I found an article that addresses this question specifically here
In it a chart of research results over 60 years is given & the lowest JND is 0.25dB F.E. Toole and S. Olive, "The Modification of Timbre by Resonances: Perception and Measurements", JAES vol 36, # 3, March 1988, pp 122-142
The author states "Toole and Olive, on the other hand, in their 1988 study used pink noise for their acoustic signal source and determined that a 5 kHz resonance, with Q = 1 was just detectable at .25 dB." But later "The .25 dB figure quoted from the Toole & Olive research seems to contradict this (his JND of 0.75dB or 1dB), but consider the filter Q = 1. That's a pretty broad chunk of the audible spectrum over which that resonance exists. With the ear-brain combo performing an integration across that broad a portion of the audible spectrum than its easy to see how a large amount of acoustical energy is captured, leaving a change that small noticeable. However, pink noise is not real world and one thing my research has shown is that the hearing process reacts very differently to different types of sound; a .25 dB detectable difference using real music just isn't plausible and the research supports that."
He goes on to state "In this particular article, I settled on a minimum discernable difference dB value of .75 - 1.0. My experience has shown that this is what the average listener, under average listening conditions, listening to music played back through typical consumer-grade audio gear will be able to clearly identify - and do so repeatedly."
So, I'm still looking for any research which backs up the claim that 0.1dB amplitude difference is noticeable as a quality difference when playing music? Any links, ESL?
I am not at home and can't provide any now. It should be pretty easy to find some references to that.
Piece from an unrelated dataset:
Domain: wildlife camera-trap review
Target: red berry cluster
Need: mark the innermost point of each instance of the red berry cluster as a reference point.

If you match to .1 db your tests won't be corrupted by loudness issues. Is it possible to be more at some frequencies than others? Maybe, the JND (which btw is not .1db again the confusion) results indicate that is possible. Just match to .1 db and you need not worry.
The broad Q .25 db response differences are discernable with pink noise and some other signals. However, I don't know that they are heard as louder. They are heard as different. JNDs for hearing loudness are larger than for hearing two signals as different.
Why not make some pink noise and put some broad gentle peaks in the response and listen blind. Should be interesting and educational for you. Ditto with some music files. Make one .5 db louder and do an ABX in Foobar on it. See what happens and how it sounds/feels for you. Then try a .25 db.